Tatiana Stanovaya wrote that such nationalism could force Putin to be more aggressive policywise.
Stanovaya also outlined several assumptions by the West about Putin that she sought to debunk.
Russian President Vladimir Putin has “awakened a dark nationalism” within Russia that he has become increasingly dependent on, said a Russian political scholar and analyst.
“The truth is that Putin is more afraid of pro-war protests and has to take into account the eagerness of many Russians to see the destruction of what they call Ukrainian Nazis,” wrote Tatiana Stanovaya — the founder of the political analysis firm R.Politik and a nonresident scholar of the Carnegie Endowment for International Peace — in an essay for Foreign Policy published on Wednesday.
Since the start of the Ukraine war, Putin has baselessly claimed that Russia’s invasion is aimed at the “demilitarization and de-Nazification” of the country.
“This is extremely important: Putin has awakened a dark nationalism he is more and more dependent on,” Stanovaya wrote, per the outlet.
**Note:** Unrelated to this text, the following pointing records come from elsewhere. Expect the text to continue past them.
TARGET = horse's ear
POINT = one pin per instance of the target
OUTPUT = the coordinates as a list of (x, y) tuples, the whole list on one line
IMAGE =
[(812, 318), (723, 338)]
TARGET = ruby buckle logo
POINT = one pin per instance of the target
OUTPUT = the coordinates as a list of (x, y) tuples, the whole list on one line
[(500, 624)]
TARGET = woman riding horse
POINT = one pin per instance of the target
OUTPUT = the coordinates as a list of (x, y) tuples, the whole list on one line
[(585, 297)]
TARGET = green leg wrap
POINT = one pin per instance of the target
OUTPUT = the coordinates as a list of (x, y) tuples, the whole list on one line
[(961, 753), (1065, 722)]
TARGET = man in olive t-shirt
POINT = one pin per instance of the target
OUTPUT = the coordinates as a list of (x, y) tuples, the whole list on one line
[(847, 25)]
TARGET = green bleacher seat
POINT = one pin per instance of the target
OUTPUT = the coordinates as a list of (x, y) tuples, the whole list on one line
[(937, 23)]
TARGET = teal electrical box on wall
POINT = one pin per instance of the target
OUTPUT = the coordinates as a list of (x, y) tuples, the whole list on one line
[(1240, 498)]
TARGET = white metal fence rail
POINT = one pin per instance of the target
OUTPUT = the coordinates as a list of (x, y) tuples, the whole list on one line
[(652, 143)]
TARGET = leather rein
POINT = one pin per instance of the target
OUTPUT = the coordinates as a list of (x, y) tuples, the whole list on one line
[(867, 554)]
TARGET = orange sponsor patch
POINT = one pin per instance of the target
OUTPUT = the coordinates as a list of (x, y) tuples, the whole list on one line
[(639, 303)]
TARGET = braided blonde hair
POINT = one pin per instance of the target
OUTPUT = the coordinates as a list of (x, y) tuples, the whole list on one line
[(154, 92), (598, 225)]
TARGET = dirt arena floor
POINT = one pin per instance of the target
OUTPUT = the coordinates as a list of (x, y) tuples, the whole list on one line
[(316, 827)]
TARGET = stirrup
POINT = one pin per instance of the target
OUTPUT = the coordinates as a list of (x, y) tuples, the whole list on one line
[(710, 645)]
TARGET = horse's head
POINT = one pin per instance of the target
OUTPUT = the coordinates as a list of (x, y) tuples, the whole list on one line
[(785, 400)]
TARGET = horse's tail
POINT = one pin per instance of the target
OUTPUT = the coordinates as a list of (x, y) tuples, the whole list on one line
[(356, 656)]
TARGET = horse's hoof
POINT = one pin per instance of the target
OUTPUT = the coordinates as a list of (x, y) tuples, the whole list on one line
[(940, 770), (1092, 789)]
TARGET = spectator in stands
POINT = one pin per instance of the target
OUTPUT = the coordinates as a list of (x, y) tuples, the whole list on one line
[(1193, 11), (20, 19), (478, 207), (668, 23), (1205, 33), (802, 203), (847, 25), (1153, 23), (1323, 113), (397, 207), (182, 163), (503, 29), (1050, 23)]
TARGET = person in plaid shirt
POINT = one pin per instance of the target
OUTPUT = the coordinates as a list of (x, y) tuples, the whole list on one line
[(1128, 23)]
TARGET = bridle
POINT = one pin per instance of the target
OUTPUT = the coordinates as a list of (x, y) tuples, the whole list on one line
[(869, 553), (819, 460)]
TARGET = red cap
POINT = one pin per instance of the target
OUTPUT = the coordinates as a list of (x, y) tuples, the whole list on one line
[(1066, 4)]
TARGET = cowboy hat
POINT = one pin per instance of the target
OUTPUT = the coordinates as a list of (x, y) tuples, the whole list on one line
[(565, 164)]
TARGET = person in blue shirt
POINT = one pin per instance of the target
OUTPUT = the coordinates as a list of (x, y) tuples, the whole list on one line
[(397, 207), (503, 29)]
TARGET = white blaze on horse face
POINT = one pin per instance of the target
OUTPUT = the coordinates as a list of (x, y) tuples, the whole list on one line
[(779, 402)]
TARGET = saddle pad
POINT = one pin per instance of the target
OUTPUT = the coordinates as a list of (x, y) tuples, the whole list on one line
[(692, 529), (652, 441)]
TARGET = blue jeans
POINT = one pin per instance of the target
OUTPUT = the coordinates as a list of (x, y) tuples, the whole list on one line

She added, per Foreign Policy, that the Russian public’s growing penchant for nationalism could eventually prompt Putin to escalate matters and become even more “hawkish and resolute.”
“Whatever happens to Putin, the world will have to deal with this public aggression and anti-West, anti-liberal convictions that make Russia problematic for the West,” she wrote, per the outlet.
The West’s belief that Putin is worried about anti-war sentiment is one of several misguided assumptions about the Russian leader that Stanovaya sought to correct in her piece.
Per Foreign Policy, Stanovaya also wrote that the West is incorrect to assume that Putin has been purging his inner circle and senior officials for their failures in the war in Ukraine. She added that rumors of Putin’s top officers being arrested have not come from verified sources and that she viewed such speculation with “extreme skepticism.”
“Putin is likely upset and disappointed with his staff, but it’s not his style to purge his inner circle unless serious crimes have been committed,” Stanovaya wrote, per the outlet.
Regarding Putin’s view of Russia’s progress in the war, she wrote, per Foreign Policy: “In Putin’s eyes, he is not losing this war. In fact, he likely believes he is winning — and he is happy to wait until Ukraine concedes that Russia is here forever.”